なぜMIOからレイラックに「リブランディング」したのか?

──権田さん、ご無沙汰しております。さっそくですが、今季のJFLでの好調の要因についてお聞きしたいと思います。MIOびわこ滋賀最後のシーズンとなった昨年は、最下位でも何とか残留できたわけですが、レイラック滋賀となった今季は入れ替え戦圏内の2位にまで上り詰めています。いったい何があったのでしょうか?

権田 さまざまな要因があると思っています。まず、ホームタウン。草津市と東近江市に加えて今回、彦根市がホームタウンとして承認していただけました。のちほどお話に出てくる、平和堂HATOスタジアムがある市ですね。それと今季は、目に見えてお客さんも増えましたし、積極的に応援をしていただけるようになって、それが選手を後押ししている部分も明らかにありました。

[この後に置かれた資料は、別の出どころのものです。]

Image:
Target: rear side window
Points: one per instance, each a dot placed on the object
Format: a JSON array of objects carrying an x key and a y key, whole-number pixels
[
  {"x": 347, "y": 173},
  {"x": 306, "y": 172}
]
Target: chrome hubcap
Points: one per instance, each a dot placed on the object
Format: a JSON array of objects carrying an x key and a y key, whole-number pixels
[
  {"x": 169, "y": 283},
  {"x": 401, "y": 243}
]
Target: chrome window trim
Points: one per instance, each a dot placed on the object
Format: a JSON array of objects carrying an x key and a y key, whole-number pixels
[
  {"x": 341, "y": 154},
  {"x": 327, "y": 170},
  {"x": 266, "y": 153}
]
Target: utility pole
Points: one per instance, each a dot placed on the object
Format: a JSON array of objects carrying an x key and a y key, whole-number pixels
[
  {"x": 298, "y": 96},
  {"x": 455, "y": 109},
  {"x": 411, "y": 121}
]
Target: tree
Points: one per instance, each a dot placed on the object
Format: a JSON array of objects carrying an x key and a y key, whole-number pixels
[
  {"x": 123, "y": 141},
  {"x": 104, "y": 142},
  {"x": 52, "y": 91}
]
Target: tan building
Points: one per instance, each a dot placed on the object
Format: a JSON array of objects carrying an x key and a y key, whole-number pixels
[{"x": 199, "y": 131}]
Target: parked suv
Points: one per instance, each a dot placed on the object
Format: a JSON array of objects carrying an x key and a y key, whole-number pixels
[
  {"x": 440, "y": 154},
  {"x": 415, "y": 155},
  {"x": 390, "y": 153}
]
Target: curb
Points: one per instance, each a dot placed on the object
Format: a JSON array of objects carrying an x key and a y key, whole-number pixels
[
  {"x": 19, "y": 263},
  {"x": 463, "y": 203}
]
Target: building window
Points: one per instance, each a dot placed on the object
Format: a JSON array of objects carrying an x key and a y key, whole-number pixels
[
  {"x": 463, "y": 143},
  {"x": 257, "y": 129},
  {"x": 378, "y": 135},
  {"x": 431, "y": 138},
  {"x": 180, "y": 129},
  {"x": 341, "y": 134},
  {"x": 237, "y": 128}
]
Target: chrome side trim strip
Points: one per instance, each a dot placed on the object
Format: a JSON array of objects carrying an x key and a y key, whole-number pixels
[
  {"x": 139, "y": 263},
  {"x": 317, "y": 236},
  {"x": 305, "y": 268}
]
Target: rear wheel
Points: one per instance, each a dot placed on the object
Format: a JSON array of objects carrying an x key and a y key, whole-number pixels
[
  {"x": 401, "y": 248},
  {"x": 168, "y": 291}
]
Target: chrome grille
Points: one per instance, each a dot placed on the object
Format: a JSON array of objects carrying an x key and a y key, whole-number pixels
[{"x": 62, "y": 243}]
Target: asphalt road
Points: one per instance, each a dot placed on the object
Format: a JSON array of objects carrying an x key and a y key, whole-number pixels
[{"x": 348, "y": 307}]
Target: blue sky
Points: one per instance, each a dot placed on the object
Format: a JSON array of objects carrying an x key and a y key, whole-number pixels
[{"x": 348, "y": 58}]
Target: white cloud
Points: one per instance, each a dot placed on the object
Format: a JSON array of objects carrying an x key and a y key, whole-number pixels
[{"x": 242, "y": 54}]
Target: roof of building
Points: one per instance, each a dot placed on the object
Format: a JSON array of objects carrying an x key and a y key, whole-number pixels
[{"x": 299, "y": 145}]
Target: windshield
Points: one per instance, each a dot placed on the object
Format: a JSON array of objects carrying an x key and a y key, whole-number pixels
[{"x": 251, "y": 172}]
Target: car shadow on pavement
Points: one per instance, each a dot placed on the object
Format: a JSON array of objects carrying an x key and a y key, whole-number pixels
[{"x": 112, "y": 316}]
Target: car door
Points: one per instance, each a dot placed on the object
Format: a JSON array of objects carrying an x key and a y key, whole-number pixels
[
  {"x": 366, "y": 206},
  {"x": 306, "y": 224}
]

──クラブ名と経営体制が変わったことも、少なからず後押しになったかと思います。この名称変更には、どんな狙いや意図があったのでしょうか?

権田 長年「MIOびわこ滋賀」として活動してきましたが、JFL15シーズンもいる間に、マンネリ化が顕著になっていたんですね。何かを変えなければならない時期に来ていました。そこでリブランディングではないけれど、まずはクラブ名を一新することは昨年の時点で決めていました。それともうひとつ、クラブそのものの若返りというものも考えていました。

──それは経営陣も含まれていますね?

権田 もちろんです。それで去年の10月くらいですかね。ちょうどクラブが残留争いで苦しんでいた時、スポンサーのひとつである麗ビューティー皮フ科クリニックさんから「来季、名前を変えるのであれば、より深く経営参加してもいい」という申し出をいただきました。しかも「残留が条件」ということでもなく、たとえ関西リーグに降格しても、新しい経営陣と新しいスタッフで仕切り直しをしましょう、という話になりました。